That’s the epitaph my spiritual mentor, the late Rev. George Vought of The Brooks School, wanted carved on his gravestone. I can attest to the first two, and wish I could say the same about committee work. When I first moved to Cotuit full-time I was a 30 year-old sitting duck with a strong back and a weak mind, and within a year was sitting on the board of the local library, was secretary to the yacht club’s parents association, and spending a night every other week on the local historic preservation district planning board.
Running the annual July book fair for the library was the killer and within two years I was off of all boards, panels, and committees and haven’t sat on one since.
The same goes for professional awards, contests, and industry associations.

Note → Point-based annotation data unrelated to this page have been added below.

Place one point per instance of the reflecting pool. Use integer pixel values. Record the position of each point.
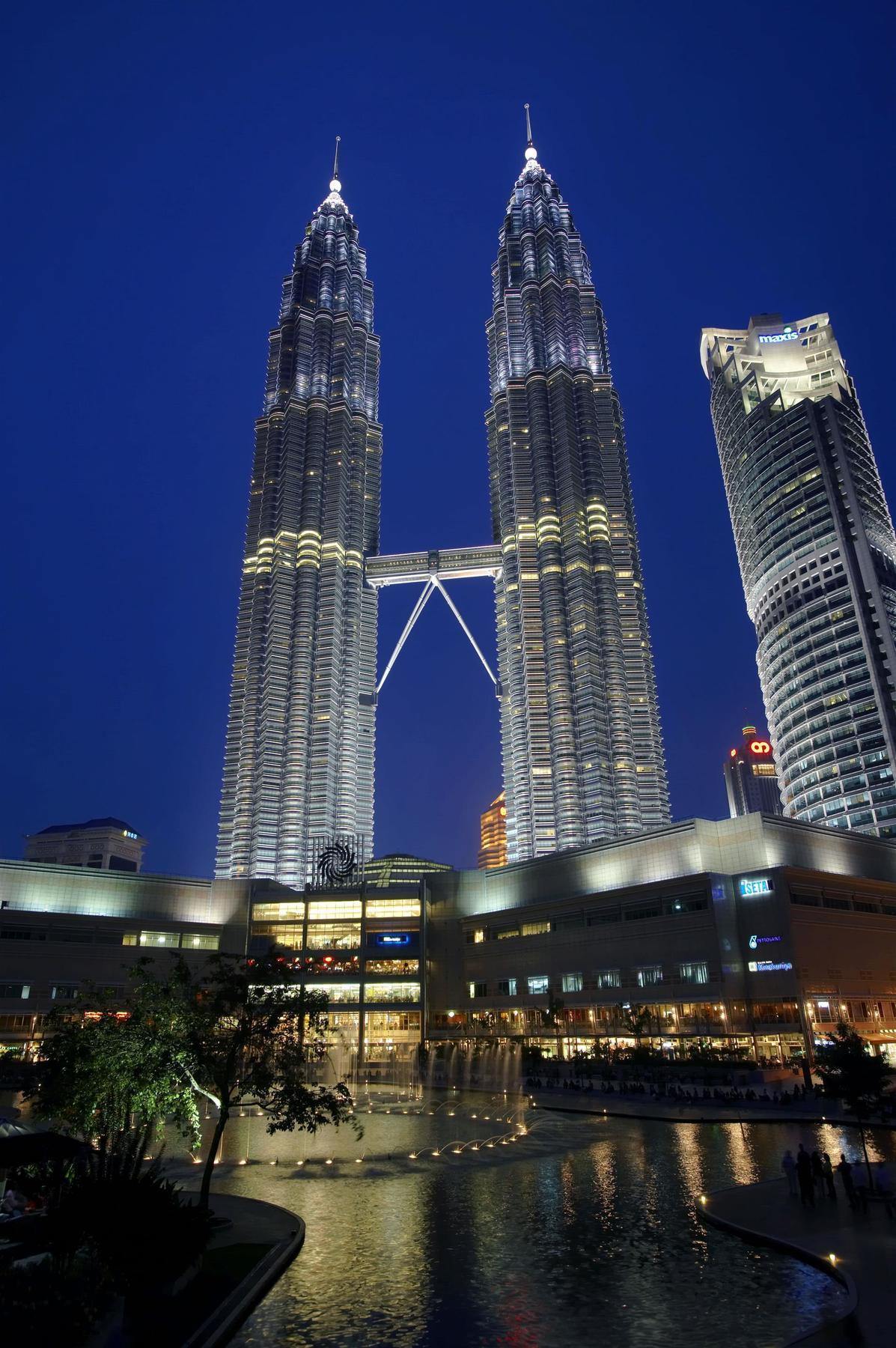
(466, 1221)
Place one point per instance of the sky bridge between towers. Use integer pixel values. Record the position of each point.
(430, 569)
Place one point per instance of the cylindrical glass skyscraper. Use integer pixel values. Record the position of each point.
(817, 554)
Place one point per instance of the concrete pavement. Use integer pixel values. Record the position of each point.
(864, 1248)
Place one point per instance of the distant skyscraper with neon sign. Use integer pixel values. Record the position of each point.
(817, 553)
(749, 777)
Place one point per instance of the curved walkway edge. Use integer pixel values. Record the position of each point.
(561, 1102)
(227, 1317)
(761, 1213)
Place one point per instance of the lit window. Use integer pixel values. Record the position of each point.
(328, 910)
(390, 909)
(278, 911)
(195, 941)
(283, 933)
(392, 992)
(337, 991)
(392, 967)
(335, 936)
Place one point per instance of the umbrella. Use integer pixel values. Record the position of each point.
(23, 1146)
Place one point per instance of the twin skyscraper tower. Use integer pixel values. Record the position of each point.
(582, 755)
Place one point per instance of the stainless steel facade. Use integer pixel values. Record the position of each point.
(579, 721)
(817, 554)
(299, 747)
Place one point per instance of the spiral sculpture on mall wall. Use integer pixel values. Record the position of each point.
(336, 863)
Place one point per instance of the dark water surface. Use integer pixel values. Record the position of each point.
(581, 1231)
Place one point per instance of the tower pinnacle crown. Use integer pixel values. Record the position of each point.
(531, 153)
(336, 185)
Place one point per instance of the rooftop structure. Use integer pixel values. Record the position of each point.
(106, 844)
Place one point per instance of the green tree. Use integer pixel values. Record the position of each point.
(249, 1031)
(106, 1072)
(232, 1030)
(636, 1021)
(853, 1075)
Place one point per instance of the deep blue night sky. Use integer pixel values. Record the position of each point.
(165, 161)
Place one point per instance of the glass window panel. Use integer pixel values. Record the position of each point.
(608, 979)
(392, 992)
(337, 991)
(278, 911)
(333, 909)
(335, 936)
(282, 933)
(198, 941)
(392, 965)
(161, 938)
(392, 908)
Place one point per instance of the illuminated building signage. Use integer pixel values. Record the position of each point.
(761, 884)
(788, 335)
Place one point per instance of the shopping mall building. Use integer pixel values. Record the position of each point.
(754, 932)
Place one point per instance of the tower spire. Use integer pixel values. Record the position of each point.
(531, 153)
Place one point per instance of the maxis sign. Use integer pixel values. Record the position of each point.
(788, 335)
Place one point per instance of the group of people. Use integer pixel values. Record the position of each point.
(15, 1203)
(808, 1173)
(674, 1091)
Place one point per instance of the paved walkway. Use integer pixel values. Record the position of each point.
(864, 1245)
(254, 1221)
(701, 1111)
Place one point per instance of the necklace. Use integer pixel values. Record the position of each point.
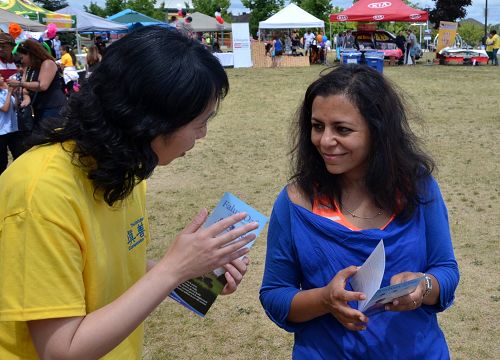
(362, 217)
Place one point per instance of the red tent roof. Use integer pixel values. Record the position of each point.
(376, 10)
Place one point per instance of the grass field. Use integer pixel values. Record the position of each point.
(245, 152)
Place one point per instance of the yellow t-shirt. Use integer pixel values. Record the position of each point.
(66, 60)
(496, 41)
(64, 252)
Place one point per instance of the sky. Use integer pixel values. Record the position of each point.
(475, 11)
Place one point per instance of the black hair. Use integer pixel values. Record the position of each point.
(397, 162)
(149, 83)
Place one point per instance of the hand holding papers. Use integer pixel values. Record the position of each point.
(200, 293)
(369, 278)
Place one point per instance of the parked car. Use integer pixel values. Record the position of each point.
(382, 40)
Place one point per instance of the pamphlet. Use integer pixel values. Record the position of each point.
(369, 278)
(199, 294)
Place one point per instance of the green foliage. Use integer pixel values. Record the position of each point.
(52, 5)
(319, 8)
(471, 33)
(208, 7)
(146, 7)
(261, 10)
(448, 10)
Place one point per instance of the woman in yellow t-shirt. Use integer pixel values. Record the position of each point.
(68, 65)
(75, 282)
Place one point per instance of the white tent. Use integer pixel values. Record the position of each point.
(86, 22)
(291, 17)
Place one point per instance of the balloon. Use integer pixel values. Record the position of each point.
(51, 30)
(15, 30)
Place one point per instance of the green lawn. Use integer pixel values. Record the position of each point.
(246, 152)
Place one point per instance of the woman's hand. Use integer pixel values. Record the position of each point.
(411, 301)
(235, 271)
(337, 296)
(197, 250)
(13, 82)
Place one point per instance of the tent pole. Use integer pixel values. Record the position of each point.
(78, 44)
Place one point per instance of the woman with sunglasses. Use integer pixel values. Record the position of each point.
(41, 79)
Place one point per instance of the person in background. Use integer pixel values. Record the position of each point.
(401, 44)
(41, 79)
(93, 59)
(277, 51)
(360, 175)
(308, 38)
(101, 45)
(8, 126)
(7, 44)
(495, 46)
(68, 65)
(77, 202)
(56, 43)
(349, 40)
(411, 47)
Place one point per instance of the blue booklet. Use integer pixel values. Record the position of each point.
(199, 294)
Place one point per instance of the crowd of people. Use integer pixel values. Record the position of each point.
(45, 75)
(73, 284)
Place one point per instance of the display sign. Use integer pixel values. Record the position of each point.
(447, 33)
(241, 45)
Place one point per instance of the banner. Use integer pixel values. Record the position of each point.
(447, 33)
(241, 45)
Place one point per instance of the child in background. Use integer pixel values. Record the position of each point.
(8, 126)
(68, 65)
(93, 58)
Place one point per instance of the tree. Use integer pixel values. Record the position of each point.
(52, 5)
(261, 10)
(448, 10)
(208, 7)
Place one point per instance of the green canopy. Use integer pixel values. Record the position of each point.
(28, 9)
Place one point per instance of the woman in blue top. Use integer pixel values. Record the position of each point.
(360, 176)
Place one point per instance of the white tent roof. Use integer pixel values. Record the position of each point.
(86, 22)
(291, 17)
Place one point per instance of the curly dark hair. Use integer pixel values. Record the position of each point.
(397, 161)
(36, 52)
(149, 83)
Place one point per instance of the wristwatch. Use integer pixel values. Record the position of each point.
(428, 285)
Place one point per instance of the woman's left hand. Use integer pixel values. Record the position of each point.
(235, 271)
(13, 82)
(411, 301)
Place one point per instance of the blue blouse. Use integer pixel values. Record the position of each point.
(305, 251)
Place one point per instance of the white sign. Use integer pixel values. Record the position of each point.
(241, 45)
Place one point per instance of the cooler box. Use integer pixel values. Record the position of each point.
(375, 59)
(353, 57)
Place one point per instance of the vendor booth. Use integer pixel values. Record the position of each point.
(26, 24)
(26, 8)
(368, 10)
(290, 17)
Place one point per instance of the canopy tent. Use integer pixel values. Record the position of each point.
(35, 12)
(369, 10)
(291, 17)
(26, 24)
(133, 18)
(87, 22)
(203, 23)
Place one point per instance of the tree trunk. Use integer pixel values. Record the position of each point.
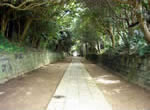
(4, 23)
(27, 25)
(143, 24)
(112, 37)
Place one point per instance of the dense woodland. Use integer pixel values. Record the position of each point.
(97, 26)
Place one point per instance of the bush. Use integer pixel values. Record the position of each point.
(7, 46)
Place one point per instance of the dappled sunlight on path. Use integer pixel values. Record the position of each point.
(78, 91)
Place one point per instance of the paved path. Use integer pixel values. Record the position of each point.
(33, 90)
(78, 91)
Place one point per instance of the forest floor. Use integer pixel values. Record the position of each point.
(120, 94)
(33, 90)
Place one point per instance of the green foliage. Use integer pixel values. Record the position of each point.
(7, 46)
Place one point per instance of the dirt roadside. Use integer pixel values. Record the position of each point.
(120, 94)
(34, 90)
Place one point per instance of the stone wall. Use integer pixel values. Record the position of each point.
(134, 68)
(13, 65)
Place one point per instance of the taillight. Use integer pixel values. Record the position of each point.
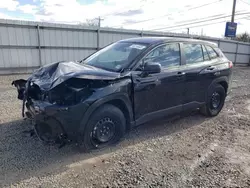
(230, 64)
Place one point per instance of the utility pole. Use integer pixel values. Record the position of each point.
(99, 21)
(233, 11)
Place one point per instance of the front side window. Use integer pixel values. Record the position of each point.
(167, 55)
(205, 54)
(193, 53)
(116, 56)
(212, 54)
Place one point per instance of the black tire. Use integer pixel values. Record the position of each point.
(108, 114)
(210, 110)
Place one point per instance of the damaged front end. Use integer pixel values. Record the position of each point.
(56, 100)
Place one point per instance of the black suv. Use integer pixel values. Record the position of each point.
(93, 102)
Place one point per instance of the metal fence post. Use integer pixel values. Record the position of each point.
(39, 45)
(141, 33)
(98, 38)
(235, 57)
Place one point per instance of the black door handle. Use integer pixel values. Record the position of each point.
(181, 73)
(211, 68)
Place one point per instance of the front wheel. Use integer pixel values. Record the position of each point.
(106, 126)
(215, 101)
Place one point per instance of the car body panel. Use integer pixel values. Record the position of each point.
(142, 97)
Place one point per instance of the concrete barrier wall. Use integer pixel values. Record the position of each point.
(26, 45)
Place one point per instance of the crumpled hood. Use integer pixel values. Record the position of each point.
(51, 75)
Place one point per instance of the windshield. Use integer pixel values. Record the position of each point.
(116, 56)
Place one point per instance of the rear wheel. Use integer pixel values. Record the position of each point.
(215, 101)
(105, 127)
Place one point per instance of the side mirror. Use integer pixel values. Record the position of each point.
(152, 67)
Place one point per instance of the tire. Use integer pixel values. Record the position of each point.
(108, 117)
(209, 108)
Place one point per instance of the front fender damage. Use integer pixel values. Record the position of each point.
(56, 97)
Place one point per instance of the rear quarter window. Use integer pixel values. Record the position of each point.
(193, 53)
(211, 52)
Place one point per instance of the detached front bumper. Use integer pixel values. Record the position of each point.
(53, 122)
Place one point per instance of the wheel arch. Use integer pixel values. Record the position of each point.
(222, 81)
(119, 100)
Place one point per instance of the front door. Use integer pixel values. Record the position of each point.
(160, 94)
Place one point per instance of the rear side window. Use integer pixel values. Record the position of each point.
(193, 53)
(212, 54)
(167, 55)
(205, 54)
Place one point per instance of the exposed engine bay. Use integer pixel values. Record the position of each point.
(55, 96)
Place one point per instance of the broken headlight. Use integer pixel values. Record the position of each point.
(68, 95)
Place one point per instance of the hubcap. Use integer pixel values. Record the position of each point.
(104, 130)
(215, 100)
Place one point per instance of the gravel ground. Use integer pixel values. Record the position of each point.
(189, 151)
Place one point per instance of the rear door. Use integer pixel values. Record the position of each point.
(199, 73)
(159, 94)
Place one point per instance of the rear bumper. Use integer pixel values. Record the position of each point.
(59, 121)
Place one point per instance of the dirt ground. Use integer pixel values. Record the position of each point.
(189, 151)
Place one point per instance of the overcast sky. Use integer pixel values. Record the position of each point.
(158, 15)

My college advisor, the late John Hersey, told me writing contests were especially pernicious and said anyone who wrote fiction with a prize in mind was doomed to never receive one. Apparently Thomas Pynchon felt the same way, when the rarely photographed author’s publisher hired Professor Irwin Corey to accept the National Book Award for Gravity’s Rainbow in 1972.
Industry associations are the real killer these days. I won’t name names, but there has been an increasing number of bureaus, boards and associations — most with membership fees — crossing my radar, none of which are worth attending for free (in my snobbish opinion) let alone pay for. Hey, if it’s an international standards committee and the company needs to engage in arm wrestling to establish some tech spec as the de factor or de jure standard, great, sign us up. But if it’s the Society of Corporate Underachieving Marketers (SCUM), devoted to “a knowledge exchange between like-minded individuals in a secure community environment” I rather contract a case of jock itch (and why do I despise the term “like minded?” Perhaps its because of a former Teutonic boss, the perfect James Bond villain — up there with Blofeld — who used the phrase in every other speech and pronounced it “wike-minded”) or join the Loyal Order of Water Buffaloes.
So, save the invite. I am not going to my boss to ask for $5,000 to join a dinner club to discuss stuff I know about with other people who may not know the same stuff. I keep my recipes to myself or blog about them here.